# Wyoming group elk?



## sbooy42 (Mar 6, 2007)

What is the advantage of apply as a group instead of individually.. WGFD site says it does increase the odds of drawing. I am assuming that the only advantage is the whole group draws or doesn't draw tags


----------



## jatc (Oct 24, 2008)

sbooy42 said:


> What is the advantage of apply as a group instead of individually.. WGFD site says it does increase the odds of drawing. I am assuming that the only advantage is the whole group draws or doesn't draw tags


 
The advantage is this: Say you put in with four guys. All four will be put in the drawing seperately and if any one of the four gets drawn, all four names on the application will get a tag. Instead of one chance to get drawn, you now have four chances to draw. We have never failed to draw tags for the general draw in WY if putting in as a group of three or more.


----------



## sbooy42 (Mar 6, 2007)

Awesome thanks


----------



## woodsnwater_wanderer (Jul 9, 2010)

I was thinking something a little different. When I applied my party for antelope tags we were assigned a party ID number. How I understood it was if that number was picked then we'd all get tags. We'd still only have the one chance in the lottery. someone want to verify this?

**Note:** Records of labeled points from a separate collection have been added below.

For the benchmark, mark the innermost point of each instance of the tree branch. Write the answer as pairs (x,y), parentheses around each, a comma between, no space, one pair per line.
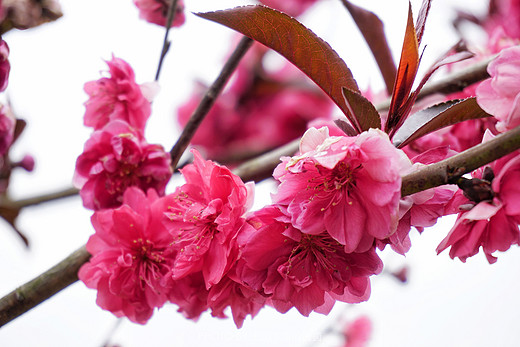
(166,43)
(208,100)
(447,171)
(42,287)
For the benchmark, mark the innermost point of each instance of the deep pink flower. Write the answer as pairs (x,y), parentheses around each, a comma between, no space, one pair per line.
(5,66)
(156,11)
(7,125)
(231,292)
(291,7)
(492,223)
(115,158)
(305,271)
(349,186)
(131,257)
(205,217)
(357,333)
(500,94)
(118,97)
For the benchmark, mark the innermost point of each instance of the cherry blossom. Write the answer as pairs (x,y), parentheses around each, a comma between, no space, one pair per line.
(492,221)
(308,272)
(115,158)
(131,257)
(156,11)
(118,97)
(500,94)
(205,216)
(349,186)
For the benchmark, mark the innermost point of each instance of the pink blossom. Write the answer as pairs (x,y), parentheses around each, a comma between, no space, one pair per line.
(349,186)
(231,292)
(500,94)
(115,158)
(156,11)
(7,125)
(305,271)
(131,257)
(5,66)
(357,333)
(291,7)
(205,217)
(492,223)
(118,97)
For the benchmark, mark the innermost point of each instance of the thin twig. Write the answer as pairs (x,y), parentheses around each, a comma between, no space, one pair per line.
(449,170)
(166,43)
(208,100)
(42,287)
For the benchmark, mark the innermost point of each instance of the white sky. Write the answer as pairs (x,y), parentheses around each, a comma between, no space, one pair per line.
(446,303)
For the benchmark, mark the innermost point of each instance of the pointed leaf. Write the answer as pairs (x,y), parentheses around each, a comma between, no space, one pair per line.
(406,72)
(437,117)
(363,110)
(373,31)
(421,19)
(296,43)
(345,127)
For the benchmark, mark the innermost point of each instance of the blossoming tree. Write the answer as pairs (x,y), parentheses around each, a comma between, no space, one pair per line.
(356,171)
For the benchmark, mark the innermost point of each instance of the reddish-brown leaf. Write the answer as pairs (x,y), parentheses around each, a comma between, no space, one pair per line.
(296,43)
(373,31)
(362,108)
(421,19)
(437,117)
(406,72)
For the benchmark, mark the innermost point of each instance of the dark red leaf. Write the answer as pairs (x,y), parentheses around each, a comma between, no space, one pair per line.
(421,19)
(296,43)
(345,127)
(364,110)
(406,72)
(437,117)
(373,31)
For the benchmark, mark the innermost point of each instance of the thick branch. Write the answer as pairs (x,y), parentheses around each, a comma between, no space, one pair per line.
(208,100)
(42,287)
(449,170)
(65,273)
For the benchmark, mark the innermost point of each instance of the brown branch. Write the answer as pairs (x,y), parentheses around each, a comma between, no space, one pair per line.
(42,287)
(208,100)
(451,83)
(65,273)
(166,43)
(449,170)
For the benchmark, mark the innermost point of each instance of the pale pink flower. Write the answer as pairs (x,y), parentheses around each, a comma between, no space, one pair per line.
(5,66)
(349,186)
(308,272)
(205,216)
(115,158)
(131,257)
(493,222)
(156,11)
(118,97)
(291,7)
(500,94)
(7,125)
(357,333)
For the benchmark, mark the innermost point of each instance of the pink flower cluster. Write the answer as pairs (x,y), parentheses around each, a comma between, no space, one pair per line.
(156,11)
(260,110)
(183,248)
(492,213)
(117,156)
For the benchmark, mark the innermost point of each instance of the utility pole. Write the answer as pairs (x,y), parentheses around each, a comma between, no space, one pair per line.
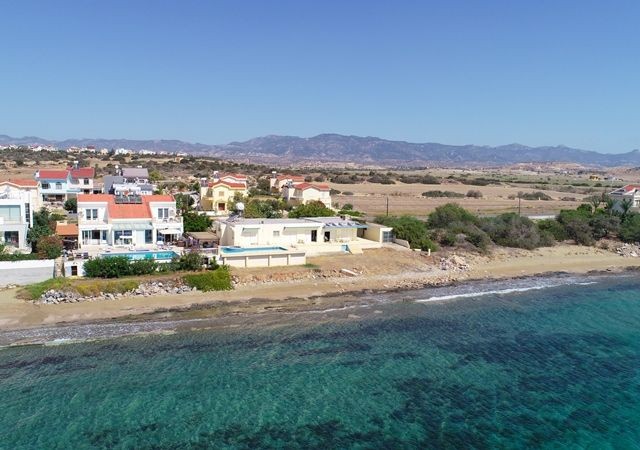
(519,209)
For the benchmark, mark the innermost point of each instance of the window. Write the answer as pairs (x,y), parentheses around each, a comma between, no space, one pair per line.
(91,214)
(11,238)
(123,236)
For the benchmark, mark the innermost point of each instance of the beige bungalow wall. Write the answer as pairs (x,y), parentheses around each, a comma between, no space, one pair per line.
(265,260)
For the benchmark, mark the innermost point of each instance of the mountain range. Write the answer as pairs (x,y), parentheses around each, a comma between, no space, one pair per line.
(373,151)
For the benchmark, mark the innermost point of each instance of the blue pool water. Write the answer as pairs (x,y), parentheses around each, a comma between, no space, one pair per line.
(158,256)
(235,250)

the advantage is its all or nothing. your group won't be split up.


----------



## downfloat (May 3, 2007)

The party id is only to link seperate apllications to each other in the group. U are not drawn by ur party id but as individuals. If one individual gets drawn the whole party id gets drawn. Makes it advantagous to get a group. This is how a WY fish and game office explained to me over the phone 2 yrs ago 

_OutdoorHub Mobile, the information engine of the outdoors_


----------



## Duwammer (Dec 26, 2001)

Remember, when applying as a party that Wyoming averages your preference points.

That being, if you have 4 preference points and your buddy has 2 preference points as a group you only have 3 preference points for the draw.


----------



## solohunter (Jan 2, 2006)

woodsnwater_wanderer said:


> I was thinking something a little different. When I applied my party for antelope tags we were assigned a party ID number. How I understood it was if that number was picked then we'd all get tags. We'd still only have the one chance in the lottery. someone want to verify this?
> 
> the advantage is its all or nothing. your group won't be split up.


from WYoming fish and game site;

( cut and pasted)
The odds of drawing a license do not vary between
individual applications and party applications. A
party application is processed as a single applicationrather than several individual applications. When
an application is received, it is assigned one random
number that goes into the computer drawing. If that
number is drawn, the individual applicant or the entire
party draws a license.

my source; page #8 paras #5--6 
http://gf.state.wy.us/downloads/pdf/wy_hunt_guide_2011_loresv5.pdf


----------



## solohunter (Jan 2, 2006)

re; antelope hunts they also posted the license limits for each area, seems due to the high winter kills due to the excesive snow amounts the number of tags will be reduced accordingly, my area went from 1350 last year to to 500,,,,,,,,,,,,
not a good sign,,
check your areas,,

http://gf.state.wy.us/admin/regulations/pdf/Ch5-April2011.pdf


----------